The site will manufacture and service coal mining equipment.

Despite apparent turmoil gripping the global mining industry, Australia is still riding high on its resources and mining know-how.

Recognising the still high demand for Australian mining equipment, Valley Longwall International have taken a major step forward.

Valley Longwall International (VLI) have opened a new headquarters and service centre just outside of Newcastle, that will contribute an estimated to $150m to the local economy.

At the opening was the NSW minister for resources and energy Chris Hartcher, as well as members of local parliament, and a high level delegation from China's Taiyuan Mining Machinery Group Coal Machine Company (TMG), which is a major shareholder of VLI.

The new centre of excellence will supply specialised equipment and allied services to the coal mining industry, both here and overseas, predominately to China and the US.

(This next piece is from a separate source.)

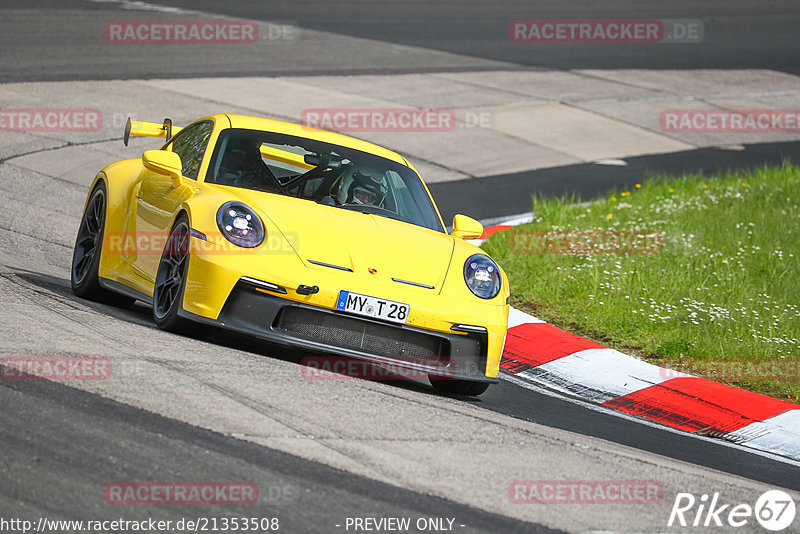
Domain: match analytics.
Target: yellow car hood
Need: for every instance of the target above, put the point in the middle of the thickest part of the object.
(360, 242)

The new centre will manufacture and service Australian-made mining equipment such as drift runners, drill rigs and jugs.

The site will be home to over 200 staff, with more than 12 research and development staff at the Beresfield site.

"The centre of excellence will provide a major boost to the local Newcastle economy and it will be our centre for developing new technology and driving safety improvements and training for our employees who work in the longwall coal mining industry," said VLI CEO Brett Lynch.

VLI, a majority Chinese-owned company, operates specialise in drilling, diesel and conveyor systems generating over $60 million in exports.

The NSW minister for resources and energy said the new centre signalled the growing trade ties between Australia and China. Previously the main trade between the Australian mining industry and China was essentially just ore, however now there is a growing focus on the additional skills that Australia's industry can bring particularly in terms of technology, safety, and experience.

"Up until now there has been a concern that Chinese investment was simply on raw materials but now we're seeing a new stage of Chinese investment.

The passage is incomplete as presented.